Are you looking for the coolest and funniest cow jokes to add to your fun?
This article has some of the best clean entries for you that you can use for your afternoon fun with friends or family.
Most of the cows jokes, puns and one-liners in this article are short and on to the point; making them ideal for kids as young as 12 years old.
If you have been searching for good cow jokesand puns for your Q and A night, we’ve got you covered.
Funny Cow Jokes
1. Why do bulls fight every time they meet other new bulls? They always have beef.
2. What do we call cows that spy on others? Udder-cover cows.
3. What do cows do in their free time? They listen to fairy tails.
4. What did the cow say to its calf before going to the field to graze? Bison!
5. What do we call a cow that sheds its coat several times in a year? A cow-moo-flage.
6. Why don’t we have shoes for cows? It’s difficult to make their shoes because they lactose.
7. Where do cows go to gamble with their money? In the cow-cino.
8. What do you get when you pamper a cow too much? Spoilt milk.
9. What do you call a cow grazing in your backyard? A lawn moo-wer.
10. Which American city had the most cows back in the day? Horn-olulu, Hawaii.
11. What happened to the bull-ish heifer? The farmer cut its horns.
12. Why are male cows sometimes rough on people and other cows? Because they are bull-y.
13. Which crop do cows love to grow? Cowpeas.
14. Why do people from Europe love cows that much? Because they are cow-casians.
15. Which State is a cow likely to visit the last?
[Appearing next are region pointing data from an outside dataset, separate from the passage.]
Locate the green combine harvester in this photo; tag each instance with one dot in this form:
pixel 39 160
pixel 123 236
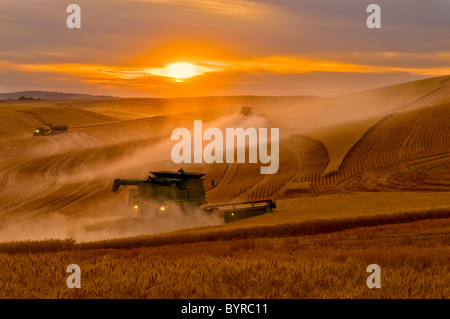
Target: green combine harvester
pixel 158 194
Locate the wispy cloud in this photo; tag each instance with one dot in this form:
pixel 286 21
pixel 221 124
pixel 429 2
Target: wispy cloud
pixel 236 8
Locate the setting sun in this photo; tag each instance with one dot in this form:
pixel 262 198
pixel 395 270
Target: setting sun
pixel 181 70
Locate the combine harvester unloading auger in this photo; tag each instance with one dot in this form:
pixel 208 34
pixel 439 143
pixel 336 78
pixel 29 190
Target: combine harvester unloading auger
pixel 156 196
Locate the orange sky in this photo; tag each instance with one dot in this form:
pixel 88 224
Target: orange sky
pixel 237 47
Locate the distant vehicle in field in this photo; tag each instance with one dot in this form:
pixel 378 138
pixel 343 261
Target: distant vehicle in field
pixel 54 130
pixel 165 191
pixel 246 111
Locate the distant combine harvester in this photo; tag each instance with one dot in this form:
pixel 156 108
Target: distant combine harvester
pixel 246 111
pixel 54 130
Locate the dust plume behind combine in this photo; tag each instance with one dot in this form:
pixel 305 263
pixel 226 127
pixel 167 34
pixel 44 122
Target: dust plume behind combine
pixel 389 139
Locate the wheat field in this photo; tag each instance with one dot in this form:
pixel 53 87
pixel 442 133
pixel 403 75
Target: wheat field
pixel 356 186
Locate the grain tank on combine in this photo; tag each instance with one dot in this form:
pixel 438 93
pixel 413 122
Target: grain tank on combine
pixel 165 191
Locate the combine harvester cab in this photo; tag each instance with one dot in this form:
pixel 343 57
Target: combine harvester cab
pixel 164 192
pixel 54 130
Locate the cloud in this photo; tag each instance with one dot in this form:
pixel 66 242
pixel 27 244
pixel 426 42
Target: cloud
pixel 237 8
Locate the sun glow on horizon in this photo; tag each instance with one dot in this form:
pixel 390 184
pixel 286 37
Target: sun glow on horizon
pixel 181 70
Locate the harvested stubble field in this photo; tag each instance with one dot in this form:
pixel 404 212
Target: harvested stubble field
pixel 359 186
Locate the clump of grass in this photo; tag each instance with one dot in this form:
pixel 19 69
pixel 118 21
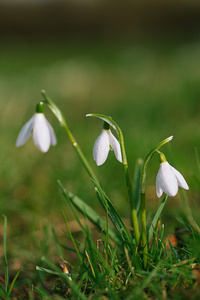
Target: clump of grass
pixel 122 262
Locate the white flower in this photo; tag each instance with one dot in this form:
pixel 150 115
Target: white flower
pixel 43 133
pixel 105 142
pixel 168 179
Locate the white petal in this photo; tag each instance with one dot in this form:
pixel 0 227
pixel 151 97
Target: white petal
pixel 101 147
pixel 116 147
pixel 181 181
pixel 25 133
pixel 166 180
pixel 41 133
pixel 52 134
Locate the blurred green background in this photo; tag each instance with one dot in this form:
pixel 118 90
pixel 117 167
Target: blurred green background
pixel 137 62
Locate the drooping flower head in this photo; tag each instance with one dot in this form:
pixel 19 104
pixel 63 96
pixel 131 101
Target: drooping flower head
pixel 43 133
pixel 168 179
pixel 105 142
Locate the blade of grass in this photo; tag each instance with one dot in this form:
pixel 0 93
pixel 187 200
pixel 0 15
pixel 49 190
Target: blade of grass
pixel 72 239
pixel 91 214
pixel 157 216
pixel 3 293
pixel 137 183
pixel 13 281
pixel 5 255
pixel 57 243
pixel 114 216
pixel 74 287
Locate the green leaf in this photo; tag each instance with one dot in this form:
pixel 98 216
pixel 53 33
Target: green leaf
pixel 5 254
pixel 137 183
pixel 114 216
pixel 54 108
pixel 157 216
pixel 91 214
pixel 13 282
pixel 107 119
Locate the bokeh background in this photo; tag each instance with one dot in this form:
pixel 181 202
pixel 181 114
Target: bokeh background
pixel 137 61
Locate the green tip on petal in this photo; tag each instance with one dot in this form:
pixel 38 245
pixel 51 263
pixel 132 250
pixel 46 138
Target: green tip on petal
pixel 40 107
pixel 106 126
pixel 162 157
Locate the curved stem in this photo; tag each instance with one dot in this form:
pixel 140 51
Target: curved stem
pixel 58 114
pixel 129 187
pixel 143 205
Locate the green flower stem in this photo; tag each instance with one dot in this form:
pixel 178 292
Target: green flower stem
pixel 143 206
pixel 134 218
pixel 58 114
pixel 129 187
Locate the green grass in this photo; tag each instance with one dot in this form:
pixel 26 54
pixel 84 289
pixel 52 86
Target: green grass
pixel 151 89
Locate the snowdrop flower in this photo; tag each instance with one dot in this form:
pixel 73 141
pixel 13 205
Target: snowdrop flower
pixel 105 142
pixel 168 179
pixel 43 133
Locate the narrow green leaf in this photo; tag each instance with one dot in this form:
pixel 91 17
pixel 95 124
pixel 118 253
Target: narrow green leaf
pixel 3 293
pixel 114 216
pixel 5 255
pixel 91 214
pixel 107 119
pixel 54 108
pixel 13 282
pixel 157 216
pixel 73 285
pixel 137 183
pixel 46 270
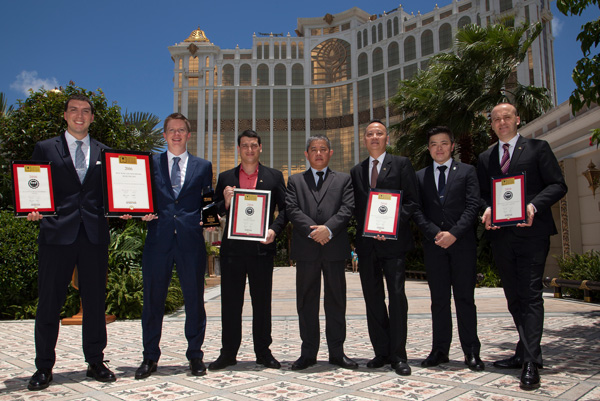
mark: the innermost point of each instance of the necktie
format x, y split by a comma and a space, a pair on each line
442, 180
80, 165
374, 174
176, 176
505, 162
320, 182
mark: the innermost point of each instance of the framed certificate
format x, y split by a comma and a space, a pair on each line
128, 183
249, 214
508, 200
383, 212
32, 188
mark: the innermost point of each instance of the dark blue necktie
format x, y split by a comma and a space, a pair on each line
176, 176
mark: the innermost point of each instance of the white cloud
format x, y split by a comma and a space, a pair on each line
557, 26
29, 80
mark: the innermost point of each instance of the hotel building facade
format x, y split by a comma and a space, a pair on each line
334, 76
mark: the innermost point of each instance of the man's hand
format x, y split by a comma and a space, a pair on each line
227, 195
320, 234
530, 215
270, 237
34, 216
486, 219
444, 239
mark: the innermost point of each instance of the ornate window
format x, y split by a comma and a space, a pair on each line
331, 62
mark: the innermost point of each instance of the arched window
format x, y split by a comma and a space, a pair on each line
363, 64
297, 74
393, 54
377, 59
245, 75
426, 43
280, 74
227, 75
410, 49
464, 21
262, 75
445, 36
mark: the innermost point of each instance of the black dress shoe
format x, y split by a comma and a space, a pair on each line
303, 363
530, 377
401, 368
434, 359
343, 362
377, 362
473, 362
40, 380
268, 361
100, 372
222, 362
147, 367
197, 367
514, 362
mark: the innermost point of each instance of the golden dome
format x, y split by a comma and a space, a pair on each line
197, 36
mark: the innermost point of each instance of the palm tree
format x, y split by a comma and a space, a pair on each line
459, 88
4, 110
146, 126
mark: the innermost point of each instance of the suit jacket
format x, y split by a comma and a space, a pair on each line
544, 182
456, 212
75, 202
268, 179
396, 173
181, 214
331, 206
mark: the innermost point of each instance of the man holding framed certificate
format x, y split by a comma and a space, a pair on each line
379, 257
520, 250
76, 236
243, 257
175, 236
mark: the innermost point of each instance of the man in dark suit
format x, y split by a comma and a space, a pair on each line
520, 251
77, 236
449, 198
248, 258
378, 257
175, 237
319, 204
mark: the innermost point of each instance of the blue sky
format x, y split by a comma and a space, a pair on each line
121, 46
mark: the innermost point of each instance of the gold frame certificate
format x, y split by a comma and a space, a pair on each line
32, 188
508, 200
383, 212
249, 215
128, 183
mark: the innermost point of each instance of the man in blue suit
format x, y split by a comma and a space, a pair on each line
449, 198
520, 251
175, 237
76, 236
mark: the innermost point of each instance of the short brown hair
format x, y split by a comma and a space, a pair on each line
177, 116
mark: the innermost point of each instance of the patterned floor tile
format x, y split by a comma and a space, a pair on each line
340, 377
407, 389
282, 391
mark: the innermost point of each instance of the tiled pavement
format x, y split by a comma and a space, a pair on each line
571, 346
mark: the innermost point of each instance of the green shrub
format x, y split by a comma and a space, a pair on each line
18, 267
580, 267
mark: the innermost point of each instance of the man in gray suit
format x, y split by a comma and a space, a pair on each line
319, 203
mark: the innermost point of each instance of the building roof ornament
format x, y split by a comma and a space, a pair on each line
197, 36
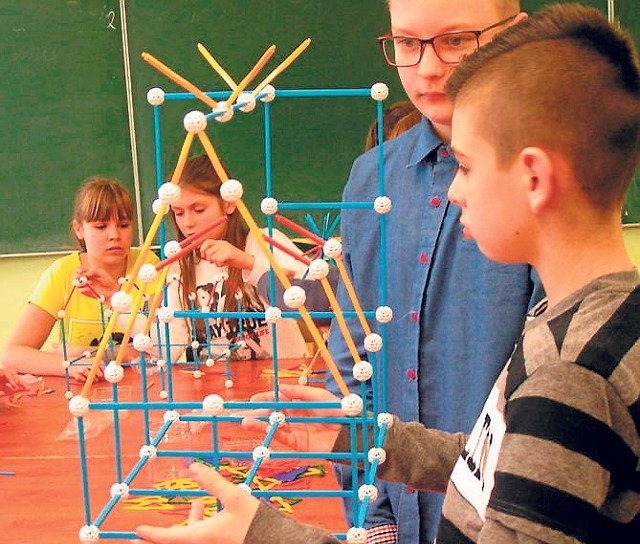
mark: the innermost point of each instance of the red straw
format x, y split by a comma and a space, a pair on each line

Alas-cow.
16. Which cow dances salsa the best? The one with the best moo-ves.
17. What did the royal cows say to the bull after winning the fight? That is no-bull of you.
18. When do we tie bells to a cow? When their horns don’t work any-moo.
19. What did the cow say to the farmer after being given a salt bar to lick? Moo.
20. What is the name of the cow that does magic? Moo-dini.
Romantic Cow Jokes
21. Manure hotter than all men in here and I would wish to have a guy like you.
22. Cud you be my girl for life?
23. I will always consider herbivore any other girl out there.
24. We watched romantic moo-vies over the
25. Moo to our love and life to come.
26. Africow is where cows were domesticated for the first time.
27. Heifer are we from the destination?
28. Who were the moos that occupied southern parts of Europe?
29. Have you herd about the new ranch?
30. Welcome to the United States of Americow.
31. What do we call a noble cow? Sir Loin.
32. What was the cow’s complaint to his master? I feel like am seen but never herd.
33. Why were there too many cows at the event? To beef up the security.
34. What do you call a cow that sleeps too much? A bull dozer.
35. Roost beef is what you get after crossbreeding a cow and a rooster.
36. The shop is infamous for cow-nterfeit goods.
37. She was not a-moo-sed by his theatrics.
38. The steaks are high. We are likely to win this game.
39. Why don’t bulls like cow jokes and cow puns? They felt like the jokes butchered them.
40. Holy cow! These cow puns and cow jokes are nailing it.
41. Move. Get out of the w-hay.
42. What do we call a cow that is fearful of everything? A cow-ard.
43. What is the issue with cow-ards? They don’t have the bulls to face the reality.
44. I know you love me but not as moo-ch as I love you.
45. I am udderly in love with the way you treat me.
46. She was moo-dy the whole of yesterday.
47. He is a cow-heard. He can do nothing.
48. Always listen to good moo-sic and not the stuff played on our airwaves these days.
49. Spare the cow and spoil the milk!
50. Go pasture emotions and petty feelings and you will always win in life.